An alternative approach is to "sample" randomly each source : a dictionary is supposed to grab the most common redundancies. So, if they are common, it should not be difficult to find them. There's no need to send the whole partition for analysis, just grab a few thousands of random samples, and use this as a starting point for the dictionary builder. (note: random is important here, consecutive samples are not recommended, as they may feature some data locality which would not be generic, such as similar timestamp). This should represent a low amount of data which is suitable for transportation across multiple data centers.

Another aspect is that it's unclear for which gain or what purpose. Why a common dictionary for data sets which are apparently separated in their respective data centers ? From a compression ratio perspective, it seems it would be more efficient to specialize each dictionary for its own local source.

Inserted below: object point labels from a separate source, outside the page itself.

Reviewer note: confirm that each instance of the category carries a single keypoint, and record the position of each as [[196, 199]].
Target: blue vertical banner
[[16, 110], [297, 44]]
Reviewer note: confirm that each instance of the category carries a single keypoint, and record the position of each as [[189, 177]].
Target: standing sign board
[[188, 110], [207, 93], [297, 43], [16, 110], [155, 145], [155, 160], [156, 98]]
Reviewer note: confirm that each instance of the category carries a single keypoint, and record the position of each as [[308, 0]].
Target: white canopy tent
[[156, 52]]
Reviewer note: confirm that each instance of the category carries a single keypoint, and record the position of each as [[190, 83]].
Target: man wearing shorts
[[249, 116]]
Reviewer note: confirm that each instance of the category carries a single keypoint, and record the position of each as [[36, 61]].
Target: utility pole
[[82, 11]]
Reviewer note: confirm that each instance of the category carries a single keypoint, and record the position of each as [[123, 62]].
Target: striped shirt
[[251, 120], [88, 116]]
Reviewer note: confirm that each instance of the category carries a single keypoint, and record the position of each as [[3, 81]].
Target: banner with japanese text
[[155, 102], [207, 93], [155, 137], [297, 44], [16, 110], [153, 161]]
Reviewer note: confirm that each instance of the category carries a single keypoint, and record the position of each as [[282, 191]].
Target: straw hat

terrelln commented 5 years ago

https://github.com/facebook/zstd/blob/dev/doc/zstd_compression_format.md#dictionary-format

smccauliff commented 5 years ago

There are some cases were a general dictionary created from different data sources might be a better solution. For example when a new data source becomes available, one that has not been seen before, which dictionary should it use? One possibility is to have some kind of fall back dictionary that has been generated from different sources. Scaling this dictionary creation would work better if multiple data sources can be consumed in parallel and then the resulting dictionaries merged into a final dictionary. Another use case is that there are some applications that need to consume from many different sources. These applications many have scale issues with holding multiple dictionaries. There is also the issue of scaling dictionary management.

I agree random sampling data sources is good idea. Temporal correlation is an issue not just for time stamps but different kinds of user activity will probably be correlated with different times of day.

This question is more of an exploratory question and I appreciate all of your feedback.

shakeelrao commented 5 years ago

@terrelln @Cyan4973 Slightly tangential, but are dictionaries being used in production at FB? If so, do you have any stats on how often a dictionary is recomputed (i.e. is there a notion of a stale dictionary)?

Cyan4973 commented 5 years ago

@shakeelrao , you might be interested in this article, where we detail our usage of Dictionary Compression and associated solution architecture at Facebook.

shakeelrao commented 5 years ago

Thanks, @Cyan4973! This article looks great.

terrelln commented 5 years ago

The performance of dictionaries degrades over time. The time it takes to degrade depends on the type of data. For example, we tested training dictionaries on web content and found that year over year dictionaries degrade around 5-10%. Other types of data degrade 10% in a month.

For example, a dictionary for web data may contain a common License file, like BSD, since it is included in many JS libraries. But in 2020 a new type of License becomes popular and BSD falls out of favor. Then the dictionary created now will not be as effective as a dictionary created in 2020.

Cyan4973 commented 5 years ago

Closing. Merging multiple dictionaries into one does not seem a practical approach.